Coggins: Our bankers are staying in touch with their customers as regularly as possible since supply chain impacts are varied across our footprint of farms, which is primarily the state of Wisconsin. So far, we’ve seen limited disruptions, but like so many aspects of this outbreak, that can change daily. We’re seeing a greater impact for our commercial clients so far, and we’re working with them proactively to make sure we’re doing all we can to help them through this. As conditions change, our actions will likely need to change.

Hebrink: Compeer Financial has always worked with our clients as they face challenges, and while this situation is unlike others we’ve been through with them, we’re positioned to provide the support they need. Compeer team members are ready to assist clients with their operating, real estate and other financial needs, including reducing interest rates on conversions and adjusting repayment terms to balance cash flow needs. Our long-term fixed rates and other products can help clients mitigate risk and improve cash flow.

What are you doing or recommending to borrowers to help them in the long term?

Coggins: We continue to reinforce how important it is to continue to approach this industry as a business. I’m sure farmers will learn things through this crisis that will make them better managers. Can they prepare better for a future crisis? What weaknesses are there in their supply chain? Are they managing the controllable parts of their operation?

Hebrink: We encourage our clients to maintain best management practices and to think about their long-term plans. Management is what separates successful farmers from the pack. During times of unpredictability, it’s best to focus on making wise marketing decisions and managing operating costs to ensure a strong position as we recover from this outbreak.  

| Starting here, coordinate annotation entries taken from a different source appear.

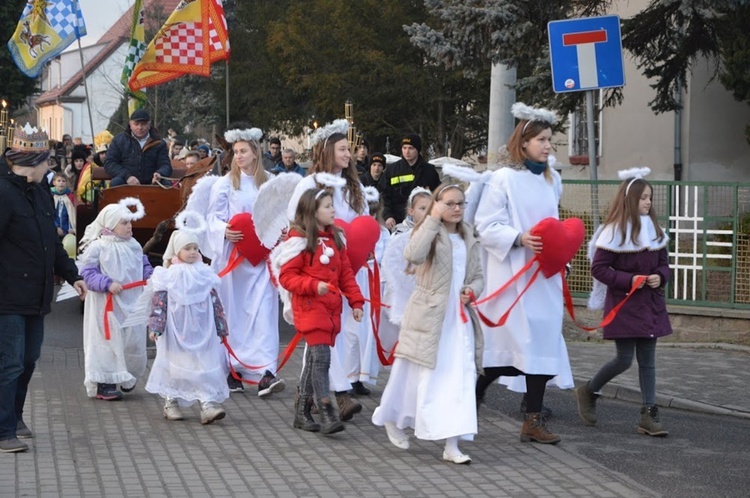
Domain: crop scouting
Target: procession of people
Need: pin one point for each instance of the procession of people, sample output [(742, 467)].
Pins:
[(342, 244)]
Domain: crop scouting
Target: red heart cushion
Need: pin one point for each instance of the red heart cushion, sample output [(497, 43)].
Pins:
[(250, 245), (561, 240), (361, 236)]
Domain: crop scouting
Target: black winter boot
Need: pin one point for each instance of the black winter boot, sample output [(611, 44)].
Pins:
[(330, 422), (302, 417), (650, 422)]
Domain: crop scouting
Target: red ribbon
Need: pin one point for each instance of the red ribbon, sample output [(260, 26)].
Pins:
[(283, 356), (639, 281), (487, 321), (109, 306), (373, 277), (235, 258)]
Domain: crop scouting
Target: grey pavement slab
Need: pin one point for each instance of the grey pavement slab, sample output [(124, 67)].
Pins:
[(86, 447)]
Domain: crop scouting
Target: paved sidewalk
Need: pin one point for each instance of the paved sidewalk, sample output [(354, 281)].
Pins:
[(86, 447), (709, 378)]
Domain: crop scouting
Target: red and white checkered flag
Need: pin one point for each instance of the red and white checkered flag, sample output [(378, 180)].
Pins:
[(194, 37)]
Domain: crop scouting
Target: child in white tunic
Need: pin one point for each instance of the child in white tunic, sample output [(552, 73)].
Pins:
[(249, 297), (111, 259), (431, 387), (186, 317)]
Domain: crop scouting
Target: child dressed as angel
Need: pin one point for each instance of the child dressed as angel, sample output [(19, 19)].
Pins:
[(186, 318), (111, 259)]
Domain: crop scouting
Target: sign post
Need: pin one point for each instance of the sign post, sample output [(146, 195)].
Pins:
[(586, 55)]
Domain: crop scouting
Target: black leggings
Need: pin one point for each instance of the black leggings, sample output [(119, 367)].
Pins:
[(535, 385)]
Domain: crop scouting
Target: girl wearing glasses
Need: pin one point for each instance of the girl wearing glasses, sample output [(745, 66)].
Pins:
[(431, 386)]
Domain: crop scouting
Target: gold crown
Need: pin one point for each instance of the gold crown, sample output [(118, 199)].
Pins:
[(102, 141), (28, 139)]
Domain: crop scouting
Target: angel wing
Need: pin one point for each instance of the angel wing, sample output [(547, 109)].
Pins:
[(67, 291), (269, 212), (138, 317)]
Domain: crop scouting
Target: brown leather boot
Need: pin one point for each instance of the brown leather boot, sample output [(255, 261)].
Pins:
[(330, 423), (586, 399), (348, 406), (535, 429)]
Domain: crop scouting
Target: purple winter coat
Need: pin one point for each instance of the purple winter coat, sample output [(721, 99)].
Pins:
[(645, 313)]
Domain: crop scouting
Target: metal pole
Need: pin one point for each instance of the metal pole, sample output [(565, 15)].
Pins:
[(591, 130), (226, 93), (86, 89), (501, 121)]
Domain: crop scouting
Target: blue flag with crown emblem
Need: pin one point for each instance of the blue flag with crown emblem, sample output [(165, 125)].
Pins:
[(46, 28)]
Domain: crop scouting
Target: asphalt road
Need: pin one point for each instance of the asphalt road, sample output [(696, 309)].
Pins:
[(704, 455)]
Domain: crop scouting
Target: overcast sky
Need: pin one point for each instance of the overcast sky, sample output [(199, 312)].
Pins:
[(100, 15)]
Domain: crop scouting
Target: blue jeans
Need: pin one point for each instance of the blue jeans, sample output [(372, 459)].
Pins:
[(645, 351), (21, 339)]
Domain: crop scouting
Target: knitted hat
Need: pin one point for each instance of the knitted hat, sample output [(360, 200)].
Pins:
[(140, 115), (30, 147), (412, 139), (378, 157), (102, 141)]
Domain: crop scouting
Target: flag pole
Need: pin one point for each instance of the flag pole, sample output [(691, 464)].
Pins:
[(86, 89), (226, 92)]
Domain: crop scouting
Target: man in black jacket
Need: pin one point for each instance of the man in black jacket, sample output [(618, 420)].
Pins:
[(30, 255), (138, 155), (401, 177)]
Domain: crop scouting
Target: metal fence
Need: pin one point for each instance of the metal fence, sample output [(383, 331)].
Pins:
[(709, 230)]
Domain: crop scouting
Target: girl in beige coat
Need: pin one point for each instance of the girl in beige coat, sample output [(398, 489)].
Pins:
[(439, 353)]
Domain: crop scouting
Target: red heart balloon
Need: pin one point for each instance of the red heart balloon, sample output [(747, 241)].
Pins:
[(250, 246), (561, 240), (362, 233)]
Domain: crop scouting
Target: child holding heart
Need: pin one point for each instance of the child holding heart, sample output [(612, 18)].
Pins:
[(522, 192), (431, 386), (314, 268)]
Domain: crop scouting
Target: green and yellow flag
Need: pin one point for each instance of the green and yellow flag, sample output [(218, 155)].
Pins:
[(136, 49), (46, 28)]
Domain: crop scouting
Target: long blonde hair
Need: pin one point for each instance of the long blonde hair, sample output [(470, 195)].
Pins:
[(525, 131), (323, 159), (306, 223), (624, 210), (259, 174)]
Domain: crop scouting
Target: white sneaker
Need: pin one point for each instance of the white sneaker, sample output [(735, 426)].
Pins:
[(396, 436), (172, 410), (459, 459), (211, 412)]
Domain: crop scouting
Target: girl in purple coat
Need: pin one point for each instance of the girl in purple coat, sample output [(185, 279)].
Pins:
[(630, 244)]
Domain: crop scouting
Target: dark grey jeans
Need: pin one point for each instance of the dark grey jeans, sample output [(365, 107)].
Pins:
[(314, 378), (645, 352)]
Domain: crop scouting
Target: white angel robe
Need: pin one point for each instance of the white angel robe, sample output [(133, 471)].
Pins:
[(122, 358), (250, 300), (531, 340), (437, 403), (190, 363), (337, 373)]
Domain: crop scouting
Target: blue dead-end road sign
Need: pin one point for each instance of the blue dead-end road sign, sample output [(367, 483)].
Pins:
[(586, 54)]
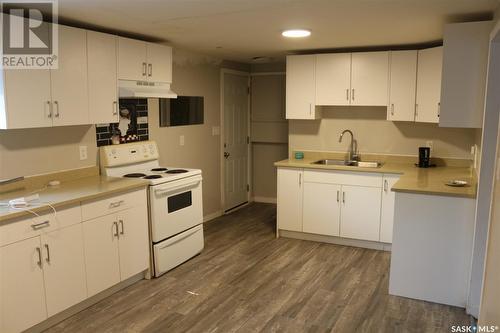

We know that shocks to markets often lead to long-term changes. Supply lines may change, and everything won’t automatically return to the way it was before. Farmers will need to assess the long-term changes to markets and adjust their operations accordingly.

What do you want farmers to know about this national and international crisis?

Coggins: Farmers have proven to be very resilient over the years. They have to be able to deal effectively with a commodity-based business subject to regular price fluctuations and weather issues. Combine that with the world’s need for a reliable source of food and I’m sure we’ll get through this together.

Hebrink: No doubt these are unprecedented times. Regardless of what else is happening in the world, agriculture is the most essential industry there is. Farmers have been through challenging times before and have proven their tenacity and resolve through it all. Compeer Financial and the Farm Credit system are here to support our farmers. We’ll get through this together.